Georgia’s foreign policy in the 21st Century, challenges for a small state, edited by Tracey German, Stephen F. Jones & Kornely Kakachia. Londres, I. B. Tauris, 2022.

Avec la Moldavie, la Géorgie fait partie des deux anciennes républiques soviétiques à avoir déposé une demande d’adhésion à l’Union européenne dans la foulée de l’invasion de l’Ukraine par les troupes russes. Cet ouvrage collectif livre quelques clés de compréhension des relations économiques et politiques de la Géorgie avec le monde extérieur. On notera avec intérêt le décalage entre les élites géorgiennes occidentalisées et le conservatisme de l’Église orthodoxe géorgienne hostile à l’ouverture vers l’Occident.

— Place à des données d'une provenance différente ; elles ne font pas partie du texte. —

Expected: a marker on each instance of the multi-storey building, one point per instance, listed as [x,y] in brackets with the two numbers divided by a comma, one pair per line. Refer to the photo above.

Vieille civilisation chrétienne du Caucase, ce pays lutte depuis l’aurore du XIXe siècle pour contenir l’avancée de son grand voisin nordique qui occupe indirectement près de 20% de son territoire internationalement reconnu. Les auteurs ont à cœur de vanter les valeurs démocratiques de ce pays qui voit dans l’UE et l’OTAN et des bonnes relations avec la Turquie et l’Azerbaïdjan sa planche de survie. Tbilissi peut aussi compter sur le soutien indéfectible de la Pologne et des pays baltes favorables à son adhésion à la famille euro-atlantique. Contrairement à l’Arménie enclavée, la Géorgie peut compter sur les atouts de sa géographie : que ce soit son accès à la mer Noire et sa position de voie de passage des hydrocarbures de la mer Caspienne qui transitent par son territoire.

État modeste et arrimé à l’axe euro atlantique depuis la révolution des roses de novembre 2003, la diplomatie géorgienne s’inscrit aussi dans le sillage de l’éphémère République démocratique de Géorgie (1918-1921) qui avait misé sur l’Allemagne afin de se procurer un parrain occidental en mesure de garantir sa sécurité en échange d’une voie d’accès aux marchés du Moyen-Orient. Outre ses défis internes causés par l’amputation de l’Abkhazie et de l’Ossétie du Sud, mais aussi la présence d’une importante communauté musulmane implantée en Adjarie, la Géorgie doit composer avec le voisinage de la Russie et la difficulté de construire une intégration économique caucasienne du fait du conflit arméno-azéri au sujet du statut du haut Karabagh.

Tigrane Yégavian

Radioscopie de l’autre France

Jean Christophe Gay, La France d’outre-mer. Terres éparses, sociétés vivantes, Armand Colin, 2021, 27€.

Si la France est double, force est de constater que rares sont ceux qui gardent en tête ces terres lointaines où flotte le drapeau tricolore. Absente du récit national, la France d’outre-mer n’a rien d’une quantité négligeable. Elle confère à la France son rang de puissance internationale en la positionnant sur tous les océans du globe et la dote du second domaine maritime au monde. Elle constitue un apport significatif en termes de superficie (120 000 km²) et démographique (2,8 millions d’habitants). Mais les défis sont légion.

C’est voulant tordre le cou aux stéréotypes et aux images d’Épinal que l’auteur – géographe, co-auteur d’un atlas de la Nouvelle-Calédonie et membre de l’équipe scientifique de l’atlas de la Polynésie française – propose un état des lieux aussi exhaustif que possible sur ce qui fait la diversité, la richesse, mais aussi les profondes vulnérabilités de la France d’outre-mer. Celle-ci est loin de constituer un tout homogène et connaît depuis le début des années 2000 des évolutions démographiques très rapides auquel s’ajoutent des modifications importantes au niveau des statuts des collectivités.

L’occasion pour l’auteur d’analyser les inégalités profondes, les disparités, les déséquilibres sociaux et spatiaux, ainsi que les différents modèles de développement de ces territoires encore très dépendants de la métropole et aux économies trop peu compétitives. Si l’idée de décolonisation a fait son chemin, il n’empêche que l’assistanat, une démographie forte à Mayotte et en Guyane, préoccupante à la Guadeloupe et en Martinique et la sujétion économique demeurent des sujets de préoccupation majeure.